Bin ich bei mir zu Hause oder bin ich „außer mir“ oder gar „aus der Haut gefahren“? Wie finde ich dann zurück?

Ein Kind stand einmal nach einer Entspannungsübung auf und umarmte sich selbst mit dem Ruf: „Wie froh bin ich, daß ich mich habe!“ So etwas geht nicht ohne Selbstliebe.
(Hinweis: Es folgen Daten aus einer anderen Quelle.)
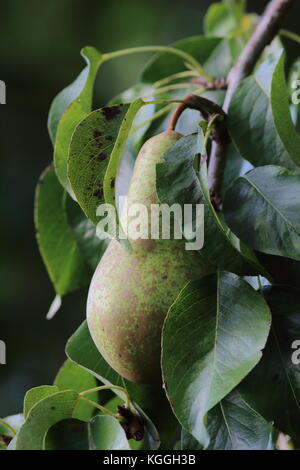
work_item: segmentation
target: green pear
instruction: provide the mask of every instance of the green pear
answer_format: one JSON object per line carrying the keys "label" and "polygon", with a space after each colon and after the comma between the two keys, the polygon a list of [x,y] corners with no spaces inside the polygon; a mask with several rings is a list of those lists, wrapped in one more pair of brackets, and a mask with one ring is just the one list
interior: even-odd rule
{"label": "green pear", "polygon": [[[150,205],[159,203],[156,165],[180,137],[168,130],[143,145],[129,187],[128,211],[140,203],[149,213]],[[154,383],[161,380],[161,332],[170,305],[188,281],[213,268],[198,252],[187,251],[184,240],[130,242],[131,252],[112,240],[100,260],[89,289],[87,321],[97,348],[114,370],[133,382]]]}

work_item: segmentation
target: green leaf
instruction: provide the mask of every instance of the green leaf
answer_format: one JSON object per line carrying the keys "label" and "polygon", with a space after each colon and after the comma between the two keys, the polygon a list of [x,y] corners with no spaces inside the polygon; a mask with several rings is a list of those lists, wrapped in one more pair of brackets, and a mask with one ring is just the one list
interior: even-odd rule
{"label": "green leaf", "polygon": [[129,442],[119,421],[112,416],[96,416],[90,425],[94,450],[129,450]]}
{"label": "green leaf", "polygon": [[238,86],[228,111],[231,137],[254,166],[300,164],[300,137],[291,120],[282,50]]}
{"label": "green leaf", "polygon": [[69,145],[75,127],[91,111],[94,81],[102,63],[102,55],[94,47],[85,47],[81,54],[87,67],[70,87],[56,97],[50,110],[48,124],[50,135],[52,139],[55,138],[56,174],[60,183],[71,195],[73,193],[67,175]]}
{"label": "green leaf", "polygon": [[269,165],[238,178],[226,192],[225,219],[252,248],[300,260],[300,176]]}
{"label": "green leaf", "polygon": [[[210,436],[208,450],[273,450],[273,427],[253,410],[234,390],[207,415]],[[201,444],[184,429],[183,450],[203,450]]]}
{"label": "green leaf", "polygon": [[4,418],[6,424],[8,424],[15,432],[18,432],[24,424],[24,415],[23,413],[18,413],[16,415],[6,416]]}
{"label": "green leaf", "polygon": [[96,348],[86,321],[67,342],[66,354],[71,361],[93,374],[105,385],[122,386],[119,374],[107,364]]}
{"label": "green leaf", "polygon": [[78,248],[86,263],[95,271],[109,240],[100,239],[95,225],[86,218],[79,205],[71,197],[66,197],[66,213]]}
{"label": "green leaf", "polygon": [[89,431],[89,423],[78,419],[59,421],[47,433],[45,450],[90,450]]}
{"label": "green leaf", "polygon": [[30,410],[41,400],[59,391],[53,385],[41,385],[28,390],[24,398],[24,418],[27,419]]}
{"label": "green leaf", "polygon": [[[67,359],[55,377],[54,385],[56,385],[59,390],[72,389],[80,393],[97,387],[97,381],[92,374]],[[89,399],[97,402],[98,393],[91,393]],[[93,407],[89,403],[85,403],[81,400],[75,407],[73,417],[82,421],[89,421],[93,416],[93,412]]]}
{"label": "green leaf", "polygon": [[162,367],[181,425],[207,447],[206,415],[261,358],[270,312],[238,276],[221,272],[190,282],[163,328]]}
{"label": "green leaf", "polygon": [[241,29],[245,0],[213,3],[204,18],[204,31],[210,36],[226,36]]}
{"label": "green leaf", "polygon": [[202,255],[211,263],[215,262],[223,270],[242,276],[258,273],[268,276],[268,273],[259,264],[254,252],[230,231],[222,215],[215,211],[210,201],[205,162],[201,164],[199,178],[203,203],[206,209],[204,214],[205,233],[204,246],[201,250]]}
{"label": "green leaf", "polygon": [[[206,38],[204,36],[193,36],[172,44],[172,47],[180,49],[192,55],[198,62],[205,67],[214,49],[221,42],[220,38]],[[142,71],[141,81],[153,83],[162,78],[168,77],[178,72],[186,70],[184,61],[174,54],[168,52],[160,52],[155,54]],[[210,73],[210,70],[207,69]],[[223,72],[224,75],[224,72]]]}
{"label": "green leaf", "polygon": [[237,391],[208,414],[208,450],[273,450],[273,427]]}
{"label": "green leaf", "polygon": [[[152,96],[153,91],[154,90],[152,86],[145,83],[137,83],[136,85],[133,85],[132,87],[128,88],[127,90],[123,91],[118,96],[113,98],[109,102],[109,105],[131,103],[138,98],[145,98],[147,101],[151,101],[155,99],[155,96]],[[135,128],[137,128],[137,130],[135,130],[129,135],[128,143],[130,148],[134,149],[135,152],[138,152],[139,148],[141,147],[141,144],[143,143],[143,137],[150,127],[150,119],[153,117],[155,108],[155,104],[143,106],[137,113],[132,123],[132,131]],[[144,122],[145,124],[142,126]]]}
{"label": "green leaf", "polygon": [[[71,359],[71,361],[74,361],[80,367],[83,367],[89,371],[103,384],[118,385],[121,387],[125,386],[134,402],[137,399],[138,404],[141,404],[141,406],[149,405],[149,402],[153,404],[153,387],[147,385],[137,385],[120,377],[119,374],[117,374],[117,372],[115,372],[107,364],[107,362],[99,353],[91,338],[86,321],[69,339],[66,346],[66,354],[69,359]],[[119,392],[118,390],[113,390],[113,392],[121,398],[124,397],[122,392]],[[154,397],[156,399],[156,403],[159,403],[159,393],[157,393],[157,391],[156,395],[154,394]],[[143,445],[148,449],[157,449],[160,444],[157,430],[149,417],[141,410],[138,404],[134,403],[134,407],[144,417],[146,423],[146,433],[143,440]]]}
{"label": "green leaf", "polygon": [[270,273],[274,284],[287,285],[300,290],[300,261],[260,252],[256,254],[260,263]]}
{"label": "green leaf", "polygon": [[63,419],[71,418],[78,399],[72,390],[57,392],[39,401],[21,427],[17,450],[43,450],[48,430]]}
{"label": "green leaf", "polygon": [[267,287],[263,292],[273,317],[271,333],[261,361],[239,391],[267,421],[299,441],[300,293],[282,286]]}
{"label": "green leaf", "polygon": [[181,450],[203,450],[203,446],[184,428],[181,430]]}
{"label": "green leaf", "polygon": [[[143,106],[138,99],[90,113],[77,126],[70,146],[68,174],[86,216],[97,224],[99,204],[115,205],[115,179],[132,121]],[[115,236],[115,233],[111,234]]]}
{"label": "green leaf", "polygon": [[242,275],[257,274],[263,268],[254,254],[230,232],[210,202],[205,163],[201,165],[198,180],[193,162],[201,151],[203,135],[191,134],[182,137],[164,154],[165,163],[156,167],[159,200],[170,206],[204,204],[204,246],[199,254],[221,269]]}
{"label": "green leaf", "polygon": [[252,170],[253,166],[245,160],[234,147],[232,142],[228,146],[226,155],[226,167],[224,171],[223,186],[222,186],[222,199],[227,188],[233,181],[242,176],[247,171]]}
{"label": "green leaf", "polygon": [[65,198],[54,169],[47,168],[36,190],[35,226],[42,258],[59,295],[85,286],[91,278],[68,223]]}

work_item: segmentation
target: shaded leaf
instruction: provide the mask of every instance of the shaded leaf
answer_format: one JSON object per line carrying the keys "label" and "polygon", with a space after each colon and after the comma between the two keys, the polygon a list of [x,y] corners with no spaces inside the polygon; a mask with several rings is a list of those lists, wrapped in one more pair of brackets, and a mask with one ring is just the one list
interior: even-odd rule
{"label": "shaded leaf", "polygon": [[300,260],[300,176],[268,165],[238,178],[225,195],[225,220],[252,248]]}
{"label": "shaded leaf", "polygon": [[53,385],[41,385],[40,387],[34,387],[25,395],[24,398],[24,418],[27,419],[27,416],[31,410],[39,401],[53,395],[59,391],[58,387]]}
{"label": "shaded leaf", "polygon": [[244,11],[245,0],[213,3],[204,18],[205,34],[223,37],[241,31]]}
{"label": "shaded leaf", "polygon": [[[67,359],[55,377],[54,385],[56,385],[59,390],[75,390],[80,393],[97,387],[97,381],[92,374]],[[89,394],[89,399],[97,402],[98,393],[94,392]],[[93,407],[89,403],[85,403],[81,400],[74,409],[73,418],[89,421],[93,413]]]}
{"label": "shaded leaf", "polygon": [[60,183],[71,195],[73,193],[67,175],[71,137],[77,124],[91,111],[94,81],[102,63],[102,55],[94,47],[85,47],[81,54],[87,67],[72,85],[56,97],[48,123],[52,139],[55,137],[55,171]]}
{"label": "shaded leaf", "polygon": [[72,417],[77,399],[78,394],[69,390],[54,393],[39,401],[30,410],[18,433],[16,449],[43,450],[50,427]]}
{"label": "shaded leaf", "polygon": [[190,282],[171,306],[162,340],[166,391],[181,425],[205,447],[207,412],[258,363],[269,323],[263,297],[231,273]]}
{"label": "shaded leaf", "polygon": [[238,274],[257,274],[255,255],[230,232],[210,202],[206,164],[201,165],[200,182],[194,170],[196,155],[203,152],[203,134],[182,137],[163,156],[165,163],[156,167],[160,202],[204,204],[204,246],[199,254],[212,265]]}
{"label": "shaded leaf", "polygon": [[[115,205],[115,178],[126,139],[142,100],[98,109],[77,126],[70,146],[68,174],[86,216],[97,224],[97,207]],[[111,234],[115,236],[116,234]]]}
{"label": "shaded leaf", "polygon": [[108,247],[109,240],[98,237],[95,225],[86,218],[79,205],[70,197],[66,198],[66,213],[78,248],[86,263],[94,271]]}
{"label": "shaded leaf", "polygon": [[48,431],[45,450],[90,450],[89,423],[69,418],[54,424]]}
{"label": "shaded leaf", "polygon": [[[158,403],[157,390],[155,387],[137,385],[127,380],[124,380],[115,372],[103,359],[98,349],[96,348],[86,321],[78,328],[78,330],[71,336],[66,346],[66,354],[75,363],[80,367],[83,367],[90,373],[92,373],[98,380],[100,380],[105,385],[118,385],[121,387],[126,387],[129,391],[131,399],[134,401],[134,406],[139,414],[141,414],[146,423],[146,433],[143,440],[143,445],[145,448],[156,449],[159,446],[158,433],[149,419],[149,417],[141,410],[138,404],[150,405],[153,404],[153,397],[156,400],[155,403]],[[113,392],[124,398],[124,394],[118,390],[113,390]],[[155,393],[156,392],[156,393]],[[138,404],[135,401],[138,400]]]}
{"label": "shaded leaf", "polygon": [[112,416],[96,416],[90,424],[94,450],[129,450],[129,442],[119,421]]}
{"label": "shaded leaf", "polygon": [[273,450],[272,423],[253,410],[237,391],[208,414],[208,450]]}
{"label": "shaded leaf", "polygon": [[[205,67],[205,62],[220,42],[220,38],[193,36],[175,42],[172,44],[172,47],[192,55],[202,66]],[[141,80],[142,82],[153,83],[184,70],[186,70],[186,67],[184,65],[184,61],[180,57],[168,52],[160,52],[155,54],[146,65],[142,71]],[[207,69],[207,72],[210,73],[210,70]]]}

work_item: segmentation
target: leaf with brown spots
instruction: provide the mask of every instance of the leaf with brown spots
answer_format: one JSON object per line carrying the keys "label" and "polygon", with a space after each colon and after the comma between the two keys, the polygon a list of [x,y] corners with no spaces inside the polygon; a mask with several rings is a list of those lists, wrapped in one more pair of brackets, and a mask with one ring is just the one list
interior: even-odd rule
{"label": "leaf with brown spots", "polygon": [[68,176],[86,216],[97,224],[97,207],[115,205],[115,178],[126,140],[141,99],[106,106],[90,113],[77,126],[70,145]]}

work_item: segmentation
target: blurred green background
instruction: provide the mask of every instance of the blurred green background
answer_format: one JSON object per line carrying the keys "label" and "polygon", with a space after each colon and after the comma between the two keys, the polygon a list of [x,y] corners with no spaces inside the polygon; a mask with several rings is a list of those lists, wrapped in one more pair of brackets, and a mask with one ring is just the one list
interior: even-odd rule
{"label": "blurred green background", "polygon": [[[211,3],[1,0],[0,79],[7,104],[0,106],[0,339],[7,344],[7,365],[0,365],[0,416],[19,412],[28,388],[53,381],[66,340],[85,316],[86,292],[78,292],[64,299],[53,320],[45,319],[54,291],[35,241],[33,199],[39,174],[52,158],[46,122],[53,97],[82,69],[83,46],[107,52],[201,34]],[[250,0],[249,10],[260,12],[266,3]],[[299,3],[286,22],[294,31]],[[95,104],[134,83],[148,57],[105,64]]]}

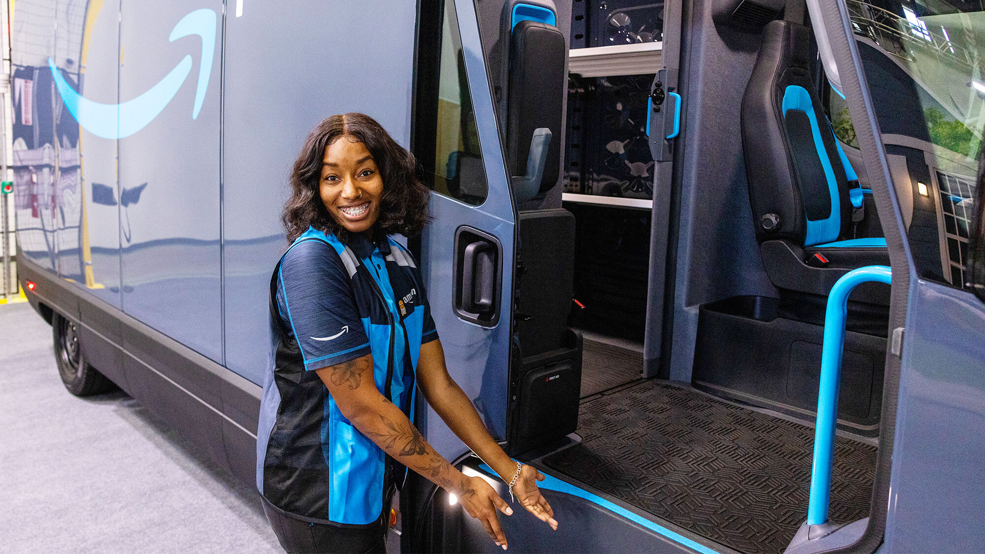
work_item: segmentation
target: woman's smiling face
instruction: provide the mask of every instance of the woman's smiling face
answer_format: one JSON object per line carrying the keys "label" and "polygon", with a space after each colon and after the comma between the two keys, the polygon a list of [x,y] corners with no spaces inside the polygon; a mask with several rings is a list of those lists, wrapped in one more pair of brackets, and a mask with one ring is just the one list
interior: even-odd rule
{"label": "woman's smiling face", "polygon": [[364,144],[343,135],[325,148],[319,192],[339,225],[368,235],[379,218],[383,179]]}

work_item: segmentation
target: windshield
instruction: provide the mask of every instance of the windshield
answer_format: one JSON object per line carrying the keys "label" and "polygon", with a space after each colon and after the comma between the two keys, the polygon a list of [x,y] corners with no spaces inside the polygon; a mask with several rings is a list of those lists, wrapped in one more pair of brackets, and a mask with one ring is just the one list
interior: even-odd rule
{"label": "windshield", "polygon": [[[846,1],[914,261],[922,277],[964,288],[985,127],[983,6]],[[855,146],[839,101],[835,132]]]}

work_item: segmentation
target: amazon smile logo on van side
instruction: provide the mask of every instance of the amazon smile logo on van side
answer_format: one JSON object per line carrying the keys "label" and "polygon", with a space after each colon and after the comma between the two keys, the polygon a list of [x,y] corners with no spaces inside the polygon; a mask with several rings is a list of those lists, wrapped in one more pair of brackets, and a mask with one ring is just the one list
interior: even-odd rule
{"label": "amazon smile logo on van side", "polygon": [[[209,88],[212,61],[216,53],[216,12],[208,9],[195,10],[181,18],[168,37],[171,42],[191,35],[202,37],[202,59],[198,68],[198,88],[195,90],[192,119],[198,118],[202,103],[205,102],[205,92]],[[170,73],[146,93],[121,104],[99,104],[80,95],[65,81],[50,57],[48,68],[51,69],[51,77],[65,107],[84,129],[98,137],[120,139],[146,127],[171,102],[191,71],[191,54],[185,55]]]}

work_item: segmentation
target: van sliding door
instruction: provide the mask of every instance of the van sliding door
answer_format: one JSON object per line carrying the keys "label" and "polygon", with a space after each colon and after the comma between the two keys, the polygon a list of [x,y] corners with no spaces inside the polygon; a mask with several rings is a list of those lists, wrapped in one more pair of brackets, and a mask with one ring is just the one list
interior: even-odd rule
{"label": "van sliding door", "polygon": [[[415,153],[434,218],[421,241],[448,371],[496,439],[506,435],[515,216],[472,0],[421,2]],[[429,408],[445,457],[467,449]]]}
Unter jungen Menschen hört man schon einmal die Aussage: „Ich bin von meinen Eltern einfach in die Welt gesetzt und gar nicht nach meinem Wunsch gefragt worden; vielleicht bin ich nur das Produkt eines lustvollen Augenblicks.“ Es ist nicht nur wünschenswert, daß Eltern ihr Kind mit voller Zustimmung zeugen, auch das Kind sollte als nachträgliche Zustimmung zur eigenen Geburt und als rückwirkende Vollmacht für die Eltern zum Zeugungsakt sagen können: „Ja, ich bin da, und dafür bin ich dankbar!“ Es geht darum, daß der Mensch Verantwortung für sein Leben übernimmt, daß er sein Leben, das ihm geschenkt wurde, bejaht. Es geht um die Annahme des eigenen Lebens aus der Hand Gottes und aus der Hand der Eltern. Geschieht dies nicht, dann muß der Mensch es häufig ein Leben lang kompensieren, zum Beispiel durch Leistung als Daseinsberechtigung.

In einem solchen Fall kann der Glaube, sich von Gott angenommen zu wissen und in seiner Liebe leben zu dürfen, hilfreich sein.

Allen, die auf der Suche nach sich selbst sind, wünsche ich viel Finderglück!